Again, these dramatic moves aren’t actually meant to upset the audience. Sure, maybe surprise, but these are efforts by Johnson to elevate the simplistic material of our nostalgia. Creating these complex characters from these beloved archetypes evolves the audience’s own understanding of the universe. More importantly, it evolves the characters and plot in a franchise famous for cyclical stagnation to prevent the power of the story from failing us.

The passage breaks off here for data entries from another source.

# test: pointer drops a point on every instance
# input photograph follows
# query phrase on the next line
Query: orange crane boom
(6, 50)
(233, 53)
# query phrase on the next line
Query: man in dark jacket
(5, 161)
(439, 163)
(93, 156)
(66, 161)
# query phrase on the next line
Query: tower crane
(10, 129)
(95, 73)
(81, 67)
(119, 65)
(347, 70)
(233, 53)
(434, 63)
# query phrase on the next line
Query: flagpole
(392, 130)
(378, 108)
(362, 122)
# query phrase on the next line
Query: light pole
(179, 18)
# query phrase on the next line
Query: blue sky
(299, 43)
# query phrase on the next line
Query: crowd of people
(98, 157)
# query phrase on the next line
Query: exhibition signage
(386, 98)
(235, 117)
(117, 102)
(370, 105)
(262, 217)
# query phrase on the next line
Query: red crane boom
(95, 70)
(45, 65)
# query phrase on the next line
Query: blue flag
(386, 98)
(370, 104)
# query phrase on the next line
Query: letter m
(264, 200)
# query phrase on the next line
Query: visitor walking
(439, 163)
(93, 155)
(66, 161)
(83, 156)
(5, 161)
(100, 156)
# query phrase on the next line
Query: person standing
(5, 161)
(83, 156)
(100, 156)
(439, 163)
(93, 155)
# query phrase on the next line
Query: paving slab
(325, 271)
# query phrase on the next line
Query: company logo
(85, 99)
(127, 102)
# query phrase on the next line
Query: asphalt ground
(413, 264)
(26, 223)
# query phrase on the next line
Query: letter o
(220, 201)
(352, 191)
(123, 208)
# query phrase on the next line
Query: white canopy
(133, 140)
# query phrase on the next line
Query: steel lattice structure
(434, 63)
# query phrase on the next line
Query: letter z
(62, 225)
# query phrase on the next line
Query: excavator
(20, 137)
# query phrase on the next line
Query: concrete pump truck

Which brings us to Kylo Ren, who remains one of the best characters in the current trilogy. If The Last Jedi was all about betraying the past, Kylo Ren is the poster boy. In The Force Awakens, Kylo Ren was the only true subversion of expectations. This was because he faces the real burden of legacy, both in the Skywalker family in the story and as an audience analog to Darth Vader. This was a brutal burden, and it left him with a conflict that confuses many viewers. Remember, all of his heroes and legends and father figures have failed him. All of these narratives we the audience buy into personally fail him as a character, including the vindictive Snoke. By the end of the first film, our expectation–and Snoke’s– that he will become the next big bad guy are shattered. Ren was a man in the darkness tempted by the light inside of him, and after everything that happened in The Last Jedi, he has all but given up hope and now seeks to tear down everything that the franchise has ever built. This is entirely new for Star Wars, and it marvelously heightens the drama. Evil and darkness no longer are just abstract concepts with some cool Force lightning. They’re raw, reasonable motivations.
Yet the character who changes the most from the start of the film to the end is Luke himself. At the climax, he realizes the power of believing in legends. He realizes the power of a story. Reality may fail; it can disappoint and it can ruin, but the stories we tell ourselves are so powerful that they provide new hope.